Kelhedros desenfundó el arma que llevaba a la espalda; una espada sierra con dientes impolutos que refulgía en medio de la penumbra reinante en la cubierta de aislamiento.

—Los eldar contra los que luchaste, ¿eran del Templo del Escorpión?

Alaric hizo una mueca. Todos le parecían iguales.

—Si lo hubieran sido, lo recordarías. No hay eldar más fuertes ni valerosos que los que siguen la Senda del Escorpión. El escorpión es implacable. Jamás fracasa, porque es capaz de morir antes que abrir las pinzas y liberar a su presa. Cuando tiene a un enemigo a su alcance, su picadura resulta mortal. Yo mismo recorrí la Senda del Escorpión antes de que el destino me arrojara a este agujero, humano. Dicen que eres un cazador de demonios, algo extraordinario para los de tu especie. Los eldar piensan lo mismo de mí. La Senda del Escorpión no es un camino fácil de recorrer. Yo no soy un alienígena cualquiera, caballero gris, ni siquiera para ti. Soy un escorpión asesino, y de todos los seres vivos que hay en este planeta soy el que más posibilidades tiene de salir de aquí con vida. Sin mí, morirás en este agujero después de sufrir como un esclavo hasta tus últimos días. Pero juntos podemos regresar a esas galaxias que llamamos hogar. Piensa en ello. No creo que tengas otra elección.

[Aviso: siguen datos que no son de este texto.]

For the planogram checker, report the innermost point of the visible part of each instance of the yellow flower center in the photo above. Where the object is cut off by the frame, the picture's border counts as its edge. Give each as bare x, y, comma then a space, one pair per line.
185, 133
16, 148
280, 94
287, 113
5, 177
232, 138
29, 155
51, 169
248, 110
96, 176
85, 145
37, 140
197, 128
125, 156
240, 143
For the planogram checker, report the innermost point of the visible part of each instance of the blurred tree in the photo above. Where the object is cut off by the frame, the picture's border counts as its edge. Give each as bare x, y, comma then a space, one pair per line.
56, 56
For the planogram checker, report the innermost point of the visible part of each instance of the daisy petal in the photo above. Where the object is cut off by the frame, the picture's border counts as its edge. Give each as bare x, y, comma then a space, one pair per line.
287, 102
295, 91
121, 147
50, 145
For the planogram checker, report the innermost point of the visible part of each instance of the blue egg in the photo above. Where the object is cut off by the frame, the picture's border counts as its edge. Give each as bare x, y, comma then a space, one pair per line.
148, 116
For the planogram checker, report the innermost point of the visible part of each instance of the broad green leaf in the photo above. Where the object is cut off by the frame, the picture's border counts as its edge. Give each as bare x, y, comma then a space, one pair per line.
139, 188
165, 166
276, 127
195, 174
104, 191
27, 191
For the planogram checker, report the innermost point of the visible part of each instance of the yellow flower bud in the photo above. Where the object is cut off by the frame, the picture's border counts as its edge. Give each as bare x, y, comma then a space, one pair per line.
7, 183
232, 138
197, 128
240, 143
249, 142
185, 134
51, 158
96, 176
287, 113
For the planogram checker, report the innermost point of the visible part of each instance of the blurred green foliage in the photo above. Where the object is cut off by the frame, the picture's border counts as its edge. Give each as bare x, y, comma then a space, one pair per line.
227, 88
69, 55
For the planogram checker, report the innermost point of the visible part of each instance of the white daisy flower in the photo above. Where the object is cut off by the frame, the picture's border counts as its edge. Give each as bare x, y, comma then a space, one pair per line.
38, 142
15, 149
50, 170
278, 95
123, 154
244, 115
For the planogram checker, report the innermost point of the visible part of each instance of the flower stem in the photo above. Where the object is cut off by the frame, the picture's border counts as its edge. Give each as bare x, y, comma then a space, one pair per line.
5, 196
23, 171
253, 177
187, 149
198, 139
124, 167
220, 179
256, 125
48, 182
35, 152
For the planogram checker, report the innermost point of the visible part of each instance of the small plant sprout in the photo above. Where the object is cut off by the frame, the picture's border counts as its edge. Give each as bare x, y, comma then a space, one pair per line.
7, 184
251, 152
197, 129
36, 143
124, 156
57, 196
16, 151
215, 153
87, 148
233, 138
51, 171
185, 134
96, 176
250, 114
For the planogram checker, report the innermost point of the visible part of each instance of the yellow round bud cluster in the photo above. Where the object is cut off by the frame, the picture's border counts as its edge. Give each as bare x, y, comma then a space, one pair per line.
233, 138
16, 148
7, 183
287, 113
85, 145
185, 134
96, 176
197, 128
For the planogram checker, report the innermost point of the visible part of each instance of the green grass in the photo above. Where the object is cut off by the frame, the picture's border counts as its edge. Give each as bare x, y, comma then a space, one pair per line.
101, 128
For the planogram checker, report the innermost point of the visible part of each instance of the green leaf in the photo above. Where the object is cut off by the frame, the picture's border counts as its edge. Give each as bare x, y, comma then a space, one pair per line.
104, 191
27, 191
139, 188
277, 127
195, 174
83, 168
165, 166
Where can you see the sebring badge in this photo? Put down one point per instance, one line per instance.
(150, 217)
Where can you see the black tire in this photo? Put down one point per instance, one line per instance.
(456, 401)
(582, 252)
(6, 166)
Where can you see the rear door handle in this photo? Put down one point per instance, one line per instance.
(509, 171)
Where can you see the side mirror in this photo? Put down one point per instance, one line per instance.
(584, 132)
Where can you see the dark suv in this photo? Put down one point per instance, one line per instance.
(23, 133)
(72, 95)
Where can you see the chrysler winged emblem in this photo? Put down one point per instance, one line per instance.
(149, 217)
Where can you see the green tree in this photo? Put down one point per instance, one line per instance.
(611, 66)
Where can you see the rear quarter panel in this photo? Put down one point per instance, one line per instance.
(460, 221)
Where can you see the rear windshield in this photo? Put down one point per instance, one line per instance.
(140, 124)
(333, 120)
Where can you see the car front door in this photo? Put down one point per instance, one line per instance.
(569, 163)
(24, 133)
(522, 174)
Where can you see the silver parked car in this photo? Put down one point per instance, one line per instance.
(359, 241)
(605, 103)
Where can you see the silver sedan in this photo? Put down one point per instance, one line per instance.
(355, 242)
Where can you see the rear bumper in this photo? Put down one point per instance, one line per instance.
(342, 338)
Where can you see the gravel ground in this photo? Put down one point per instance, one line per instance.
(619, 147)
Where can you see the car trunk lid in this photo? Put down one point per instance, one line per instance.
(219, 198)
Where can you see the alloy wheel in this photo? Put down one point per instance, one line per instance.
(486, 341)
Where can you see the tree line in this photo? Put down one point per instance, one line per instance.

—Soy muy exigente con aquellos a los que concedo la oportunidad de traicionarme —replicó Alaric. Sabía que los insultos no tendrían ningún efecto sobre aquel alienígena, pero en aquellos momentos le resultaba inaceptable permanecer impasible ante tanta arrogancia—. Y me temo que tú no cumples los requisitos mínimos.

—Acabarás cambiando de opinión, caballero gris —afirmó Kelhedros. Resultaba poco probable que el eldar fuera capaz de comprender el odio humano, y si lo hacía, parecía no reaccionar ante tal sentimiento—. Yo estoy aquí fuera, tú estás ahí dentro, y si es eso lo que deseas, hay poco que pueda hacer para que cambies de opinión.

Kelhedros le lanzó a Alaric una última mirada con sus enormes ojos negros, y acto seguido volvió a desaparecer entre las sombras. Se había ido; ni siquiera el sonido de sus pasos delataba su presencia en la cubierta de aislamiento. Alaric se preguntó cómo un ser como Kelhedros habría acabado allí. Aquel alienígena parecía tener libertad de movimientos por toda la nave, y el hecho de que hubiera conseguido sobrevivir en Drakaasi durante tanto tiempo daba una idea de sus habilidades, sobre todo teniendo en cuenta el odio a lo alienígena que todo humano tenía enraizado en lo más profundo del alma. Sin embargo, Alaric conocía muy bien lo que los eldar eran capaces de hacer. La palabra de un eldar valía menos que nada. Era como pedir ser traicionado.

Agazapado en las entrañas del Hecatombe, Alaric pensó durante mucho tiempo. La mayor parte de sus pensamientos los dedicó al Martillo de Demonios.